Age-dependent loss of MMP-3 in Hutchinson-Gilford progeria syndrome

Abstract

Hutchinson-Gilford progeria syndrome (HGPS) is a rare, progressive segmental premature aging disease that includes scleroderma-like skin, progressive joint contracture, and atherosclerosis. Affected individuals die prematurely of heart attacks or strokes. Extracellular matrix dysregulation is implicated as a factor in disease progression. We analyzed messenger RNA and protein levels for matrix metalloproteinases (MMPs)-2,-3, and -9 in HGPS primary human dermal fibroblasts using real-time polymerase chain reaction, enzyme-linked immunosorbent assay, and gelatin zymography. MMP-3 messenger RNA and protein levels decreased significantly with increasing donor age in HGPS fibroblasts but not in controls. MMP-2 messenger RNA also showed a donor age-dependent decrease in HGPS fibroblasts, but levels of secreted protein were unchanged. MMP-9 was similar in HGPS and control cultures. The decreased MMP-3 may represent a shift in the inherent extracellular matrix-degrading proteolytic balance in favor of matrix deposition in HGPS. This metalloproteinase has the potential to serve as a biomarker of therapeutic efficacy when assessing treatments for HGPS.

Figure 1.

Western blotting demonstrates that progerin protein is produced by all Hutchinson–Gilford progeria syndrome (HGPS) cell lines but not by control cell lines. Prelamin A, lamin A, and lamin C proteins are produced by all cell lines.

Figure 2.

Levels of messenger RNA for MMP genes were determined by real-time reverse-transcription polymerase chain reaction in five pairs of donor age–matched human dermal fibroblast lines.

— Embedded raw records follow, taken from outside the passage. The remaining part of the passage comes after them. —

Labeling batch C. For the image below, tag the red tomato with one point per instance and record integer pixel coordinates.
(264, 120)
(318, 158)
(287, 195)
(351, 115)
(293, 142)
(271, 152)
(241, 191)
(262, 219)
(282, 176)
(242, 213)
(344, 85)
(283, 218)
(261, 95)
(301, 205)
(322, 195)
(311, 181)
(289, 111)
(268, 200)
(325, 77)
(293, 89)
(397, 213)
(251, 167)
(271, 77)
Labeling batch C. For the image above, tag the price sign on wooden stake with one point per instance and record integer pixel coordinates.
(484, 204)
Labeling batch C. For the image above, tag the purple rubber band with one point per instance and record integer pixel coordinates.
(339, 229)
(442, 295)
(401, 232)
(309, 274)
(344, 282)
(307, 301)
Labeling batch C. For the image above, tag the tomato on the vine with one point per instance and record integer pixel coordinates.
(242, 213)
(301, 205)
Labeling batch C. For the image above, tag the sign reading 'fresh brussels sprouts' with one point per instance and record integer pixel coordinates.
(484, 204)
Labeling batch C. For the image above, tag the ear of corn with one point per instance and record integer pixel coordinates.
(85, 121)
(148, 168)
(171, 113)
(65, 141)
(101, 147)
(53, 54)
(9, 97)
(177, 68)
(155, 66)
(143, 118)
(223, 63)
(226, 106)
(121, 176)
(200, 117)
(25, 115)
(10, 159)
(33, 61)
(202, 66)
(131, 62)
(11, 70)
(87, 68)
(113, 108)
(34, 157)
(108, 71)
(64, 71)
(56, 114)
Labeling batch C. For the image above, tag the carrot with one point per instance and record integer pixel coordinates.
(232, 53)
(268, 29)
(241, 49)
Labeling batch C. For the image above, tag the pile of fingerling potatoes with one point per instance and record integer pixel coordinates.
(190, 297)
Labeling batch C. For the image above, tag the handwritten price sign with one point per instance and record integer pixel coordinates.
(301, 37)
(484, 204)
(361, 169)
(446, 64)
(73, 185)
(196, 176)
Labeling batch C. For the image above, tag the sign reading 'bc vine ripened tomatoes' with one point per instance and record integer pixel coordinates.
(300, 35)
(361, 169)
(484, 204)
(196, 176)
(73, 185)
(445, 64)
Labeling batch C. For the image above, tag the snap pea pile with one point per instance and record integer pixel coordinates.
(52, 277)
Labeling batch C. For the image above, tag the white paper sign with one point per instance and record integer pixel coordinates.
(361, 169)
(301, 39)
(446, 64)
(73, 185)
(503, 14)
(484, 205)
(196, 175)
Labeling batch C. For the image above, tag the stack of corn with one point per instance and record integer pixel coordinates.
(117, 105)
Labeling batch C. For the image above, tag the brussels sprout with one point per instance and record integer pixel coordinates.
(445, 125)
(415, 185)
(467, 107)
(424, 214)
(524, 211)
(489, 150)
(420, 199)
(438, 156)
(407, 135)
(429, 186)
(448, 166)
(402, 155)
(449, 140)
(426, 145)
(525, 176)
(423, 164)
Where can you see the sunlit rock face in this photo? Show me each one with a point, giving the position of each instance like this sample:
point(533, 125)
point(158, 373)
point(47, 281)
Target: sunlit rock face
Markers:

Symbols (○ = controls; ▲ = Hutchinson–Gilford progeria syndrome) indicate mean relative MMP-3 (A), -2 (B), and -9 (C) RNA levels standardized to β-actin for two separate experiments analyzed in duplicate; solid lines indicate the mixed linear model’s predicted mean with dashed lines representing upper and lower 95% confidence intervals.

Figure 3.

MMP-3 secretion (A and B) was determined in five donor age–matched pairs of human dermal fibroblast lines from 24-hour conditioned medium utilizing an enzyme-linked immunosorbent assay (n = 3 experiments per pair). (A) Bars (white = control; black = Hutchinson–Gilford progeria syndrome [HGPS]) indicate mean MMP-3 secretion of all five fibroblast lines per group, and error bars indicate upper and lower 95% confidence intervals. (B) Symbols (○ = controls; ▲= HGPS) indicate mean secreted protein levels from three replicate experiments for each individual cell line; solid lines indicate the mixed linear model’s predicted mean with dashed lines representing upper and lower 95% confidence intervals. Gelatin zymogram (C) of two representative samples of 24-hour conditioned media normalized to total cellular protein from control and HGPS cells. Enzyme levels of MMP-2 (D) and MMP-9 (E) were scored based on band intensity. Bars (white = control; black = HGPS) indicate means of all five fibroblast lines per group with standard errors (n = 2 experiments per pair).